С еще более возросшим любопытством я поверил старику на слово и медленно прошел за ним наверх, когда он приглашающе махнул рукой. Уже совсем стемнело, слабый перестук снаружи подсказал мне, что надвигается дождь. Я был бы рад любому укрытию, но этот дом был приятен мне вдвойне из-за пленительной тайны как самого места, так и его хозяина. Для неизлечимого любителя гротесков не нашлось бы более подходящего убежища.
II
На втором этаже была угловая комната, не такая неопрятная, как все остальное в доме, и хозяин провел меня туда, поставив свою маленькую лампу и запалив другую, побольше. По чистоте и содержимому комнаты и по книгам, расставленным вдоль стен, я понял, что вовсе не ошибся, приняв старика за джентльмена со вкусом и воспитанием. Он был эксцентриком и отшельником, без сомнения, но у него остались некие стандарты и умственные интересы. Как только он молчаливым жестом пригласил меня сесть, я завел разговор на общие темы — и был рад узнать, что хозяин дома не из тех, кто всякому ответу предпочитает молчание. Во всяком случае, он, казалось, был рад с кем-то поговорить — и даже не пытался отклонить разговор от личных тем.

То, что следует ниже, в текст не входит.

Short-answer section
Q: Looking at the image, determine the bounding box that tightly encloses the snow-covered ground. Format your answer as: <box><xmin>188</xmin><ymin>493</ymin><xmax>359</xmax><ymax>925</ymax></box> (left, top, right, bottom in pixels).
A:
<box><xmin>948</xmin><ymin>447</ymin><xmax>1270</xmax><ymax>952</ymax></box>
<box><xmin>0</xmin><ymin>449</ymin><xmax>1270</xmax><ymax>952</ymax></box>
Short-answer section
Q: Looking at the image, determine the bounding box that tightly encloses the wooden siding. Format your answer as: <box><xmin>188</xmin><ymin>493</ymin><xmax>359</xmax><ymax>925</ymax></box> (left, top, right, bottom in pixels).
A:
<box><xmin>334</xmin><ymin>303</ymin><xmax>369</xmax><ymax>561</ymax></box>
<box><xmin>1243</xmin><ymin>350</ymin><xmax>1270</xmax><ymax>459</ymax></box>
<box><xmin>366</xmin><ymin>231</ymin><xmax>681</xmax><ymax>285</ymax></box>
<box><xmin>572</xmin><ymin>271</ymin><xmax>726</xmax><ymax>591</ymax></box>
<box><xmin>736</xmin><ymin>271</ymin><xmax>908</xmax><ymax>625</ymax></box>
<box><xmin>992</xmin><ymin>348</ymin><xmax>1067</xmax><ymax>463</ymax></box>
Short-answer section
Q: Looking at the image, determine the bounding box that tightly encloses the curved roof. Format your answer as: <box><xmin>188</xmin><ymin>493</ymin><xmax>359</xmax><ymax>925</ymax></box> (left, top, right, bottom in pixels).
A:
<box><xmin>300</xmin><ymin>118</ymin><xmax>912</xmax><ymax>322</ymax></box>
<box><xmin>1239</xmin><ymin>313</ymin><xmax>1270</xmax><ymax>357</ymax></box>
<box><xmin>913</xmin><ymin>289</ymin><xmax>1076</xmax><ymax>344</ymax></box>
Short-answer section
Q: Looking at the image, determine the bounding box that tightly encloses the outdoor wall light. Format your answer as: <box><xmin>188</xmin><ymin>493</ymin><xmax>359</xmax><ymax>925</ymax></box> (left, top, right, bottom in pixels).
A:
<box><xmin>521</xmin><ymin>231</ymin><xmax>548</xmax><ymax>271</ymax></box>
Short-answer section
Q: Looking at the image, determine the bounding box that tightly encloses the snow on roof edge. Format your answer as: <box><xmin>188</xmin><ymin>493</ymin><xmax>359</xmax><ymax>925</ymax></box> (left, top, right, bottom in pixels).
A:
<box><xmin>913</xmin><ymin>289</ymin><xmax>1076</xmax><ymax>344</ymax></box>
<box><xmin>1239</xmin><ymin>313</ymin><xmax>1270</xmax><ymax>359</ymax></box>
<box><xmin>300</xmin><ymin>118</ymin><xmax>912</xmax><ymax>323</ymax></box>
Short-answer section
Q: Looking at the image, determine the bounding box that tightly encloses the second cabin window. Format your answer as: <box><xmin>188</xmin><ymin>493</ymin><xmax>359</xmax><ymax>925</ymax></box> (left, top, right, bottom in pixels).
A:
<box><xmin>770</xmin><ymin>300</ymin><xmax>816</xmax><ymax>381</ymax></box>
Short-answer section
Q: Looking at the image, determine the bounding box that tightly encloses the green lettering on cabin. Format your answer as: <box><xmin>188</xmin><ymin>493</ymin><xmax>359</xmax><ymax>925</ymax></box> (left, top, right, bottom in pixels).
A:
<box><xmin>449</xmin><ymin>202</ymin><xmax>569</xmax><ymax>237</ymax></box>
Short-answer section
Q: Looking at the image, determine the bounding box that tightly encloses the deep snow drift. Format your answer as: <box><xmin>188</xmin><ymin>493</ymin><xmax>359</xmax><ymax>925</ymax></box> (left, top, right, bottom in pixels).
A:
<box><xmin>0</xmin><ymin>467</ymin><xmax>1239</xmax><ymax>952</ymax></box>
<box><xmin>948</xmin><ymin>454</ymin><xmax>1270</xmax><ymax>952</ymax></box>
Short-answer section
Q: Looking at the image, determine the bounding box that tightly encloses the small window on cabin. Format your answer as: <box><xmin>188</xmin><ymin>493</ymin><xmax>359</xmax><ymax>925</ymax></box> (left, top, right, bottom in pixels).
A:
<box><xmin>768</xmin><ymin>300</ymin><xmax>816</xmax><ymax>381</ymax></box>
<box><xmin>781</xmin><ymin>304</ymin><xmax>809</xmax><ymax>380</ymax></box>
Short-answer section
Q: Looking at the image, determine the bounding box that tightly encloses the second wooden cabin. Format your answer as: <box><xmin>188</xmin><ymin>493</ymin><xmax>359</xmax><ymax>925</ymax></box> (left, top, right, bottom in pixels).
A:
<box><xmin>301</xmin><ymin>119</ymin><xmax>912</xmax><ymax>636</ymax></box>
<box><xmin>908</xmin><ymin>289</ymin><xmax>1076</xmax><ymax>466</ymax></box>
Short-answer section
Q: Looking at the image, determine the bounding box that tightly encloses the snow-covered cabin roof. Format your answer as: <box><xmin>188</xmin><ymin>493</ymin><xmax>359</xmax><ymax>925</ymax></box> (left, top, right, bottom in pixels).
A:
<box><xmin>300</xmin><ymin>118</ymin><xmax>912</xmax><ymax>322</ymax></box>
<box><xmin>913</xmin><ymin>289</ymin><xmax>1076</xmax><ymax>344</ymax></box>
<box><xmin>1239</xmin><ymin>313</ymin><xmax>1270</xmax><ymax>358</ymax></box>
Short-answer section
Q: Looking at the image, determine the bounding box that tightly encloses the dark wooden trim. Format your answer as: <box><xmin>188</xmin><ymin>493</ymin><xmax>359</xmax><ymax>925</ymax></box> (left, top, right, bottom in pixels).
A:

Как я узнал, звали его Антуан де Рюсси, и происходил он из древнего могущественного рода луизианских плантаторов. Более века назад его дед, на тот момент — самый младший в роду отпрыск, перебрался на юг Миссури и основал новое поместье в роскошном наследном стиле, построив сей особняк с колоннами и окружив его всеми удобствами для создания здесь крупной плантации. Когда-то в хижинах, стоявших на пустоши позади поместья, куда теперь вторгся ход речных вод, жило до двухсот негров, и слышать их пение, смех и игру на банджо по ночам означало вкушать всю прелесть цивилизации и социального порядка, ныне совсем утраченного. Перед домом, где росли могучие дубы-хранители и ивы, расстилалась лужайка, похожая на широкий зеленый ковер, всегда поливаемая и подстриженная, и мощеные тропы пересекали ее, окаймленные дорожками душистых цветов. Риверсайд — так называлось это место — в свое время являл собой прелестное идиллическое поместье, и мой хозяин бережно хранил память о тех лучших временах.